Topic 3.4: Tips on following a healthy and sustainable diet

Picture from The European Food Information Council

Most fruits and vegetables have low environmental impact. Exceptions:

  • those fragile, or requiring refrigeration (e.g., salads, berries)
  • grown in protected conditions (e.g., hot-house tomatoes, cucumbers)
  • those using a lot of resources during transport (green beans, mange-touts, or berries imported from the southern hemisphere).

Consuming only what we need decreases demands on food supply by lowering excess production.
Additionally, it helps us maintaining a healthy body weight.

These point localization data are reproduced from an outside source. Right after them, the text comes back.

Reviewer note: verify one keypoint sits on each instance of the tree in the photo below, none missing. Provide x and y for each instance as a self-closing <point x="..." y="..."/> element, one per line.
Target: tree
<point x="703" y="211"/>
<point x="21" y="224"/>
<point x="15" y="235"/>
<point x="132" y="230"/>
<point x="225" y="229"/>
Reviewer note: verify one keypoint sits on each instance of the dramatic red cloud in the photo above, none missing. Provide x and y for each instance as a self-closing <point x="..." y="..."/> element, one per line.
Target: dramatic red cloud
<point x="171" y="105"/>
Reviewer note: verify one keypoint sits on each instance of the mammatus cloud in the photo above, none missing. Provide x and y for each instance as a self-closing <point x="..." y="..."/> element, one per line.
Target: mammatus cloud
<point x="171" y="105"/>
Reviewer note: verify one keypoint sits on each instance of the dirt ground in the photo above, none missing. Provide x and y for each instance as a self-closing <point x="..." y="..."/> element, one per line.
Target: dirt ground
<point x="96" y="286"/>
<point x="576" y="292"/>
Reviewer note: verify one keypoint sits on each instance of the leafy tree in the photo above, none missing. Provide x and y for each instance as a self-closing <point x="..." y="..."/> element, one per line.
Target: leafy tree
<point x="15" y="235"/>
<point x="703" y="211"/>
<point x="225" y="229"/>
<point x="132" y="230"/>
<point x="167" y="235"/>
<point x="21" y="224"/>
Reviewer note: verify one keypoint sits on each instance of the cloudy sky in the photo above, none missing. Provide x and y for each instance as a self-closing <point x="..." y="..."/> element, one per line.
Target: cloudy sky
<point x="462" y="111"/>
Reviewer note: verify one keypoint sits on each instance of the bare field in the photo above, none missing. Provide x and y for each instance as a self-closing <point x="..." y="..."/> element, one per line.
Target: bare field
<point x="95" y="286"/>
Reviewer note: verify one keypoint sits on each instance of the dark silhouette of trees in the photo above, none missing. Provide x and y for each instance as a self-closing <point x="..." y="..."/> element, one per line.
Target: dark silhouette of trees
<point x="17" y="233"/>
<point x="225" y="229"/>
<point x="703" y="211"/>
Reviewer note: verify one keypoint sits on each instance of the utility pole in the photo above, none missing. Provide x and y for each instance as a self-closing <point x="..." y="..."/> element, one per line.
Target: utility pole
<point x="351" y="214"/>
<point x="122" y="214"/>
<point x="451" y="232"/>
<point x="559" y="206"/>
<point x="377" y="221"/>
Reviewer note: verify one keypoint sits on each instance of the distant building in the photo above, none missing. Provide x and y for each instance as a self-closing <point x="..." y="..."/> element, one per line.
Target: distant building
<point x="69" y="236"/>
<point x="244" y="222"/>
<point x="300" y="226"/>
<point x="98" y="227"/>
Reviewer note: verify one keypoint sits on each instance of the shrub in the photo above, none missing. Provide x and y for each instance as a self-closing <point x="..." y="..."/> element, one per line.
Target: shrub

To reduce ecological footprint for meat-eaters: limiting frequency and quantity of meat consumption to 1-2 times a week, having meat-free days and choosing more sustainable meats like chicken over beef or locally produced meat.

The production of non-refined cereals are generally less resource intensive than refined ones as they require fewer processing steps. 

They also have many health benefits (see topic 1).

Overfishing is resulting in wild fish stocks depletion:

  • consume fish and seafood 1-2 times weekly to obtain the healthy omega-3 fatty acids and reduce pressure on wild fish stocks.
  • choose fish and seafood marked with a sustainability label from certified organizations such as the Marine Stewardship Council.

Consume, in moderation, low-fat unsweetened dairy products daily.

Consume high-fat cheese occasionally.

For those eliminating dairy, opt for plant-based drinks that are fortified with vitamins and minerals.

Avoid dairy alternatives that are ultra-processed.

Europe has high standards of water quality and safety.